This year marks the centennial anniversary of F.W. Murnau's "Nosferatu," a long time for us humans but only a blip for vampires.

If you were looking to celebrate the birthday of that silent classic, which still casts a long and ominous shadow over all vampire films that have followed, you could do it with what's perhaps its exact opposite: the new Netflix action-comedy "Day Shift," with Jamie Foxx as a San Fernando Valley vampire hunter.

"Day Shift," which begins streaming Friday, has aims much closer to something like "Zombieland" than Murnau. Foxx plays Bud Jablonski, a working-class Los Angeles man and divorced father who cleans pools as a cover for his real job of hunting vampires. They seem to be especially populous in the San Fernando Valley, which may not be surprising to Californians but is about as far a departure you can get from the aristocratic, European origins of the genre. Plus, "What We Do in the Shadows" already has Staten Island covered.
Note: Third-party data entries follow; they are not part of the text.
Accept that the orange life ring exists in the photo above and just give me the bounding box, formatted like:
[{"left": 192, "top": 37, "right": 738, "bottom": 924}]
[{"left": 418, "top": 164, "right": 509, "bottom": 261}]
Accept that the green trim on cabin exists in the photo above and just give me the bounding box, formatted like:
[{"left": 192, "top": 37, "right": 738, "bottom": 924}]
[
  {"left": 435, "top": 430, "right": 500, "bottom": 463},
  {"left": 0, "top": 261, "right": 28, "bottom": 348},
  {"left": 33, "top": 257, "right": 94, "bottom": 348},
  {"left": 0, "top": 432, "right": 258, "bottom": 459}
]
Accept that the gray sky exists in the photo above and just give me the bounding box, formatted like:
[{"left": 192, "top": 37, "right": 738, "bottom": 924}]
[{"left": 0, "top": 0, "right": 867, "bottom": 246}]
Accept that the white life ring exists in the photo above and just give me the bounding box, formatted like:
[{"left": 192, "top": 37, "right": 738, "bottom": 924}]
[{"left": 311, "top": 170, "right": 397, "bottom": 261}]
"Day Shift" isn't much interested in vampires, anyway. They're mostly videogame-like cannon fodder for Bud, a veteran hunter who's quite good at killing them but significantly worse at hiding his real occupation. He's living on his own after his wife (Meagan Good), suspicious of his excuses, kicked him out. Now, she's ready to move, with their 10-year-old daughter (Zion Broadnax), far away from Los Angeles unless Bud can come up with $10,000 in a week for school tuition and braces.

But Bud is living fang to fang. He gets his money selling vampire teeth to what's effectively a pawn shop. He drives a turquoise pick-up and lives, with locks up and down the door, in a seedy apartment complex that appalls his ex. She hears a porn star has just moved in. "They live amongst us," Bud explains.

"Day Shift," the directorial debut of former stuntman J.J. Perry and written by Tyler Tice and "Army of the Dead" scribe Shay Hatten, has placed a familiar tale — a down-and-out single father trying to prove his worth — into a vampire movie. There's also a labor commentary somewhere in here with Bud, kicked out of the vampire hunter union, trying to get back in to secure higher rates for his kills.

But the union subplot is less to drive home a free-market point than to supply Bud a buddy-comedy partner. After another hunter, Big John (Snoop Dogg), helps Bud get back into the union, a union rep (Dave Franco) is assigned to monitor and ride along with Bud. As a suit-wearing, regulations sidekick terrified of vampires but thoroughly knowledgeable about them, Franco is a fine foil to Foxx.

There's a this-is-barely-a-story feel to "Day Shift," but not always unpleasantly so. The family plotline is as basic as it gets. The buddy comedy set-up — complete with banter about the "Twilight" saga — is likewise standard boilerplate. "Day Shift" might slot in somewhere around an OK "Buffy the Vampire Slayer" episode.

Yet the slapdash vibe of "Day Shift" has its charms. It's built almost perfectly to be the kind of thing you might, after some scrolling, absentmindedly click to watch on Netflix and end of watching for its sheer watchability. That's due largely to Foxx, whose comic timing remains sharp, and supporting players like Snoop and Peter Stormare who breeze in, as if purely for fun. Thinly sketched as it is, "Day Shift" has a retro vibe. Not, like, "Nosferatu"-retro, but more 1980s. Want to see Jamie Foxx shoot some vampires? Well, you're in luck.

"Day Shift" a Focus Features release, is rated R by the Motion Picture Association of America for strong violence and gore, and language. Running time: 114 minutes. Two and half stars out of four.